18 août 2019 · 15h11

Spring Ali SmithJe n’ai pas encore lu la liste des prix Booker Prize de cette année, mais j’ai lu deux des romans présélectionnés pour le prix Guardian’s Not the Booker qui reconnaît une sélection alternative de livres éligibles choisis par le public, les juges et les champions du livre. "Spring" d'Ali Smith ne serait pas à sa place sur la longue liste officielle du Booker Prize de cette année, qui se compose principalement de romans d'auteurs établis, bien que j'ai lu que ses romans ne sont plus soumis à des prix littéraires pour examen. Il s'agit du troisième livre du quatuor de romans à thème saisonnier de Smith après l'automne (qui a été sélectionné pour le prix Man Booker en 2016) et l'hiver.

‘Spring’ suit deux personnages principaux: Richard est un réalisateur qui a récemment perdu son âme sœur, Paddy, et Brittany travaille dans un centre de détention pour migrants. Il partage les mêmes traits et thèmes que les volumes précédents, y compris une appréciation des artistes féminines négligées du 20e siècle (Tacita Dean dans ce cas) et des riffs sur la politique contemporaine, en particulier le Brexit, à travers des jeux de mots, des jeux de mots et des comparaisons avec des événements historiques. Même si beaucoup de références artistiques sont assez obscures, j'aime que Smith écrit intelligemment d'une manière qui ne cherche pas à aliéner le lecteur.

Dans l’ensemble, j’ai trouvé ‘Spring’ un peu moins engageant que les deux volumes précédents. Je pense que c'est parce que j'ai lu chacun des trois livres dans les mois qui ont suivi leur publication, donc j'ai probablement manqué bon nombre des concepts qui se chevauchent, ce qui serait plus apparent si je les avais tous lus de près. Cependant, j’ai hâte de voir comment cette intéressante expérience littéraire se terminera lors de la publication de «Summer» l’année prochaine.
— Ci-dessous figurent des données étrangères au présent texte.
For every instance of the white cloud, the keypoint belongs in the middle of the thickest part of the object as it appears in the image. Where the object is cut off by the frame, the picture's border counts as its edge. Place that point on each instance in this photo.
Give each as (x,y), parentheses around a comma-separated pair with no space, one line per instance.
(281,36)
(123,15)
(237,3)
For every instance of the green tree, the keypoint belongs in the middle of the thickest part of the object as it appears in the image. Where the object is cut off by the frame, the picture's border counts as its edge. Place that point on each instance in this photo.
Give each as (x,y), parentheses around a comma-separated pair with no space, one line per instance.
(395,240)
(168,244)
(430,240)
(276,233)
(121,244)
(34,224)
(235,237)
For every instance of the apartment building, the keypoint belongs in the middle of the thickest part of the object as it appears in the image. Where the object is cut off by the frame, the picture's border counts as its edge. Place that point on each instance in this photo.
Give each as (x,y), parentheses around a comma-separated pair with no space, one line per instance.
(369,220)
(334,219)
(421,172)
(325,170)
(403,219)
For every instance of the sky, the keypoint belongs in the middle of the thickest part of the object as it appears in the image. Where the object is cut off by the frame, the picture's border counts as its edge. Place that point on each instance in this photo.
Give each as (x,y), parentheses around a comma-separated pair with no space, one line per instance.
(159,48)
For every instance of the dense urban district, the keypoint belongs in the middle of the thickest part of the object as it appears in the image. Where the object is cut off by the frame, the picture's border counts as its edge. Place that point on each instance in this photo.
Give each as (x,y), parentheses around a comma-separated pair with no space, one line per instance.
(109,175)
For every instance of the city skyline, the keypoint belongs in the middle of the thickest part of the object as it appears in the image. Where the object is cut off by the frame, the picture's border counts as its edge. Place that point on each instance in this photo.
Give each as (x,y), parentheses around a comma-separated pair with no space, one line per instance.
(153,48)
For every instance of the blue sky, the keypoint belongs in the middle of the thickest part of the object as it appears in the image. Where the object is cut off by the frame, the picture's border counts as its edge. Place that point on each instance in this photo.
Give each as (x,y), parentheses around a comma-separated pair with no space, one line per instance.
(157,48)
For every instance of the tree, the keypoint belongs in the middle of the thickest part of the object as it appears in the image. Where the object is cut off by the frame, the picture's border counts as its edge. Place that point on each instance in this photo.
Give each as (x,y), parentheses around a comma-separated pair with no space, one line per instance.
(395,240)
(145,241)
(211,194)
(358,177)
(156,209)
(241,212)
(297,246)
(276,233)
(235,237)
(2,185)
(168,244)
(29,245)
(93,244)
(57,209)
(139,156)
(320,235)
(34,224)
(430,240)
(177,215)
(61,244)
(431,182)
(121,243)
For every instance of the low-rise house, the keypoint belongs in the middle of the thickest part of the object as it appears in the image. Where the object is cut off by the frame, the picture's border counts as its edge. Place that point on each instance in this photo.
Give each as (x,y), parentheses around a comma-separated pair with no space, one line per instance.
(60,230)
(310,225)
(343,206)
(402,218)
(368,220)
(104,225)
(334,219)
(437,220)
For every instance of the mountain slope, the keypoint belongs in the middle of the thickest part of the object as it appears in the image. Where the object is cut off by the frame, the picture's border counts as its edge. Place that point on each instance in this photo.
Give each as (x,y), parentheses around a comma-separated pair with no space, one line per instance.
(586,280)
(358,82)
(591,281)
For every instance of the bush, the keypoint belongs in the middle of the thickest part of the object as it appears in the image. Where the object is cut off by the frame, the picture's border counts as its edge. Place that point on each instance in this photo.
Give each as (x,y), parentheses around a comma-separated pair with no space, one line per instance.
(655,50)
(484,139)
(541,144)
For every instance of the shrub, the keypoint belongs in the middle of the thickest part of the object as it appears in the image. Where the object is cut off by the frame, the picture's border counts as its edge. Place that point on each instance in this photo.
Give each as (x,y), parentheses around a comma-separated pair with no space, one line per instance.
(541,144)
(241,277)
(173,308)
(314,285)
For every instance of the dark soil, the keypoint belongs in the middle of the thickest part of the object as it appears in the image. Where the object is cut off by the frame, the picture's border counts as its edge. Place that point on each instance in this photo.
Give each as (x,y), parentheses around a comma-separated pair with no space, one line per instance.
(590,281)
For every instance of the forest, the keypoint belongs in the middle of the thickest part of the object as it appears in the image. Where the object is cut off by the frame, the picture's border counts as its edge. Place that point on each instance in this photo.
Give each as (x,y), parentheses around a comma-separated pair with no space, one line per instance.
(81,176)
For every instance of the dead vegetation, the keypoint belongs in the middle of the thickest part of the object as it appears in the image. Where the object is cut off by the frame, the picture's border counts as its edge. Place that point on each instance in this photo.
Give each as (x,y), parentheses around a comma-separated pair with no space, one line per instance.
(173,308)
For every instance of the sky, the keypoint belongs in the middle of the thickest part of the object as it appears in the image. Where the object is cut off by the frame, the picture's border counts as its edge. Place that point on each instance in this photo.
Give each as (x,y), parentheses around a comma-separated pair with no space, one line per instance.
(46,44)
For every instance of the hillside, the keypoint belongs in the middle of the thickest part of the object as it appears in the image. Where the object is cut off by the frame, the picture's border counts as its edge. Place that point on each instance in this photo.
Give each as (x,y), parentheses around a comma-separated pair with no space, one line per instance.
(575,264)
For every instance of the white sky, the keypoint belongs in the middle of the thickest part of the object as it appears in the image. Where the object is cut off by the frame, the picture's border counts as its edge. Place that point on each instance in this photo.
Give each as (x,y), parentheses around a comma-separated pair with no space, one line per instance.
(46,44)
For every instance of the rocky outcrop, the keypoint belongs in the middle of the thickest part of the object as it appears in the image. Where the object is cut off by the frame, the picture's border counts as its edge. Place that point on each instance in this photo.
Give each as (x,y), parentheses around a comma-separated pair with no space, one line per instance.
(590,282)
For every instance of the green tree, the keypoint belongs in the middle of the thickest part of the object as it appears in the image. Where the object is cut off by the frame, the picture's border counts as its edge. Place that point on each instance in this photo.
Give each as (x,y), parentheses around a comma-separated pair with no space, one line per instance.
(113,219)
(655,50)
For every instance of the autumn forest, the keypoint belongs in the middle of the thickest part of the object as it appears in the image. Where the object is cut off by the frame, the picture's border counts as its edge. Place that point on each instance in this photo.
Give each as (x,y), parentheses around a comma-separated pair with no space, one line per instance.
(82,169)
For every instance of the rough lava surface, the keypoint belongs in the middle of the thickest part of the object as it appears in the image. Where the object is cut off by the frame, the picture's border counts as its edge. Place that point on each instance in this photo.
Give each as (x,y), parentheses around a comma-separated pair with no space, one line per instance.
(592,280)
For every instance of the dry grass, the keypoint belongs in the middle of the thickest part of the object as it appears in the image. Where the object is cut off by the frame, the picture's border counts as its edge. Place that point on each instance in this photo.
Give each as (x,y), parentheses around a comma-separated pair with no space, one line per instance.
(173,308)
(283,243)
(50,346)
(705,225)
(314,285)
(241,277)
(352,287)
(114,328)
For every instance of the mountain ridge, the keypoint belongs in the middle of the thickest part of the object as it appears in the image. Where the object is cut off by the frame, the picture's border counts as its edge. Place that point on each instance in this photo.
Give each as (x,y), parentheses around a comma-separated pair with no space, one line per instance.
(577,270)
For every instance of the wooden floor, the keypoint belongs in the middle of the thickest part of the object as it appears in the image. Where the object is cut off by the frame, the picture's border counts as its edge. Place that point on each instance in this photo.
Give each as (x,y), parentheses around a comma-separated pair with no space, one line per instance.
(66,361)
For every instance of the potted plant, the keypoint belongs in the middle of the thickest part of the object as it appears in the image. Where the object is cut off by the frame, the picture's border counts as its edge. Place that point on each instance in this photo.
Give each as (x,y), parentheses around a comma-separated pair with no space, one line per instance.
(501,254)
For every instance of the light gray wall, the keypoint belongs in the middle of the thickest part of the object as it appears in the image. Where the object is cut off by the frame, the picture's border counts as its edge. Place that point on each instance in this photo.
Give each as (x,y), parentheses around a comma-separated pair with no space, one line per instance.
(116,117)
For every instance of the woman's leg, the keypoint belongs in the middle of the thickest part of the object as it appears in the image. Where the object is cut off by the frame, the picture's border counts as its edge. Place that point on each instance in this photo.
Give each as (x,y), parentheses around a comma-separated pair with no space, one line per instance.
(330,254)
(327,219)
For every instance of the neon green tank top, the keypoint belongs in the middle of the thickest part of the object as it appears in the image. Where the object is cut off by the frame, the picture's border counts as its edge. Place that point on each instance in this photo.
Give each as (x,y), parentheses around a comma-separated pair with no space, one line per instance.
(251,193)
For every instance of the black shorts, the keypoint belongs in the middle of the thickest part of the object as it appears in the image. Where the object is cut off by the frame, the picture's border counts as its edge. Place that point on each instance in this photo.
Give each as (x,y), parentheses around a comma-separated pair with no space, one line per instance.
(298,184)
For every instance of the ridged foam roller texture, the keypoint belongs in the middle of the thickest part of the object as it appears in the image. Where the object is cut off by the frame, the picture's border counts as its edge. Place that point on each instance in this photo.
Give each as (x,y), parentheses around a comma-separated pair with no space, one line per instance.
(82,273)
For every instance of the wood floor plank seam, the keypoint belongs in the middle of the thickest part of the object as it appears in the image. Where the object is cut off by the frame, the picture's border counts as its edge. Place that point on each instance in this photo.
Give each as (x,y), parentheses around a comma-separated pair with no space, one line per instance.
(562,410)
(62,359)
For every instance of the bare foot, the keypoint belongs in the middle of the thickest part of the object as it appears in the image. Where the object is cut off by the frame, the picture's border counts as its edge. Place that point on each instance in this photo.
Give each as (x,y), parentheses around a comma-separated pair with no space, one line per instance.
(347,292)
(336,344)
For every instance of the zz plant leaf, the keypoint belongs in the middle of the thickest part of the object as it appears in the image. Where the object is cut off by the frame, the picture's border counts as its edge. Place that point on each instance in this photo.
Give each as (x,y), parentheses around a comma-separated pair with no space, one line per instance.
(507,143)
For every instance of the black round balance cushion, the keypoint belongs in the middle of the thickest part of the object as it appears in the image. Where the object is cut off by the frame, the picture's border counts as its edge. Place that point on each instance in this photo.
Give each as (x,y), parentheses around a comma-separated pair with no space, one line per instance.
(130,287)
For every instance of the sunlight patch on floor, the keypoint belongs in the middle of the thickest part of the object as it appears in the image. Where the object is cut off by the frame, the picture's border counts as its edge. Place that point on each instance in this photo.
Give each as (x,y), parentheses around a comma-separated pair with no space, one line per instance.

Supper Club Lara WilliamsDans The Guardian cette semaine, Olivia Sudjic a écrit sur ce qui fait un «roman millénaire» et si les critères dans le titre de l'article sont quelque chose à passer – «sombre, drôle, désespéré et plein de rage» – puis «Supper Club» par Lara Williams coche toutes les cases essentielles. Il raconte l'histoire de Roberta qui est dans la fin de la vingtaine, a un travail ennuyeux en travaillant pour un site Web de mode et hésite à poursuivre sa passion pour la nourriture. Elle rencontre Stevie qui se transforme rapidement en une amitié intense et elle crée Supper Club, une société secrète pour les femmes affamées déçues par les hommes et qui ont besoin d'un espace pour être elles-mêmes et rompre les conventions, et implique Roberta cuisinant des fêtes géantes généralement dans des endroits illégaux. L'histoire va et vient entre aujourd'hui et dix ans plus tôt pendant les années étudiantes de Roberta, racontant un viol par un autre étudiant et une relation malsaine avec Arnold, l'un de ses professeurs de philosophie.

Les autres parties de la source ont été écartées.